Background: Breast cancers are one of the most prevalent forms of cancers
amongst women apart from being the top second cause of cancer related deaths
across the world. A way to detect the presence of breast cancers earlier is through the
presence of minute deposits of calcium, that is, micro-calcifications in mammograms.
Detecting this much earlier is important for successfully treating the cancer.
Method: In the current work, a novel Hybrid Particle Swarm Optimized (PSO)
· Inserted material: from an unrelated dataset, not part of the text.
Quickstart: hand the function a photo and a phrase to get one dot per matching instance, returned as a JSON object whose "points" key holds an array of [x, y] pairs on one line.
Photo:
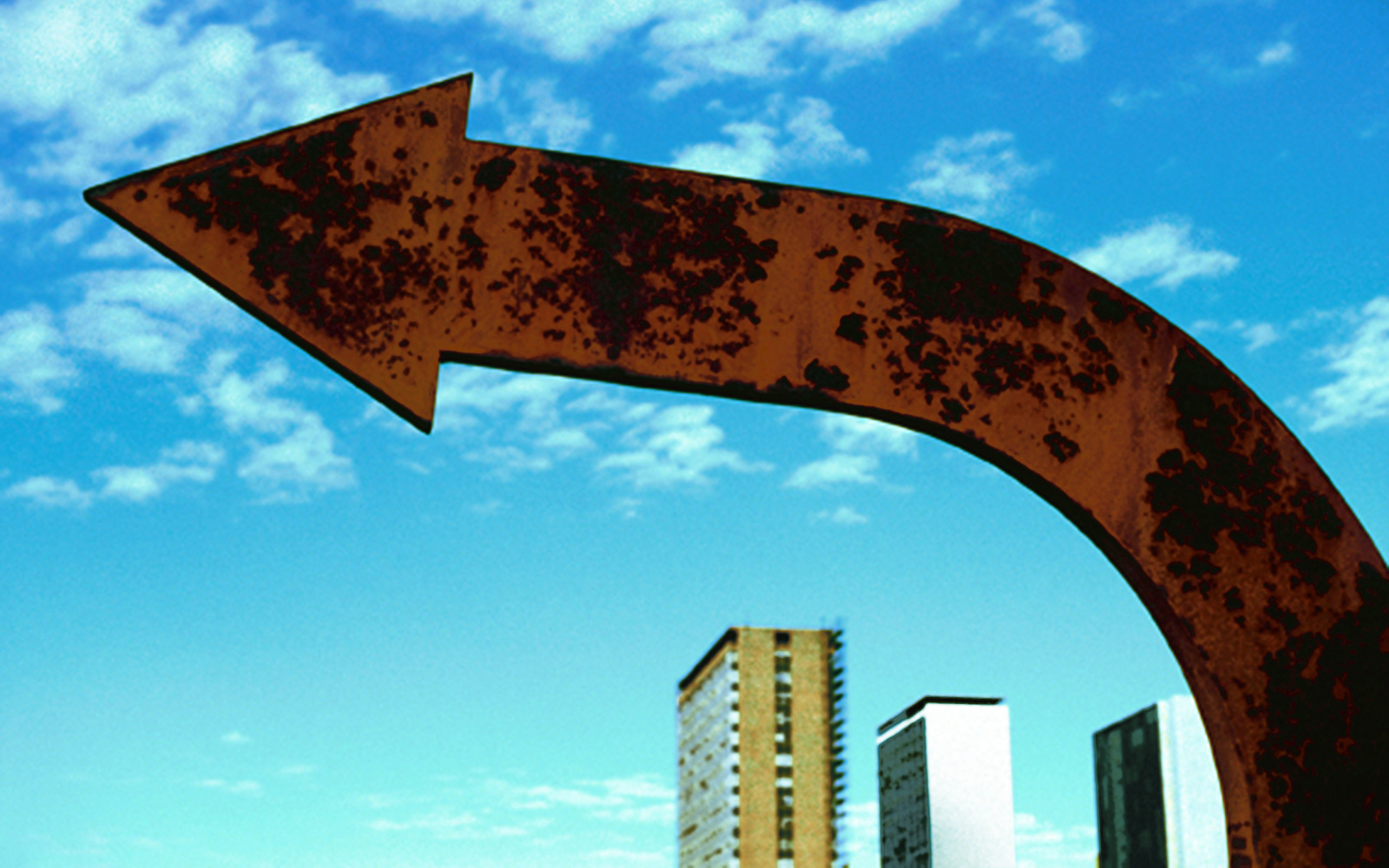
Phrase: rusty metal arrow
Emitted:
{"points": [[384, 242]]}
cascaded classifier is suggested. Wavelet Features linked to Histogram of Oriented
Gradients (HOG) based features selection technique is utilized. For the detection of
micro-calcifications utilizing the Support Vector Machines (SVM) is a supervised
learning technique which may be utilized for classifications as well as regressions.
Cascade classifications are capable of tackling all the mentioned challenges with an integrated model
through the usage of asymmetric cascades of sparse classifiers, every single one trained to attain great
detection sensitivities as well as adequate false positive rates.
Results: SVM-Poly kernels, SVM-Radial Basis Function (RBF) kernels, Cascaded classifiers, PSO
optimized cascade classifiers as well as Hybrid PSO optimized cascade classifiers are valuated for
classification accuracies, sensitivities as well as specificities. The suggested Hybrid PSO optimized
cascade classifiers outperform all other in all categories. It was observed that the proposed Hybrid PSO
optimized cascade classifier method increased classification accuracy by 2.49%-8.74%, compared with
Conclusion: Experimental evaluations proved the abilities of the suggested Hybrid PSO optimized
cascade classifiers for the exploration of features space for best features combination for malignant and
benign micro-calcifications from mammograms.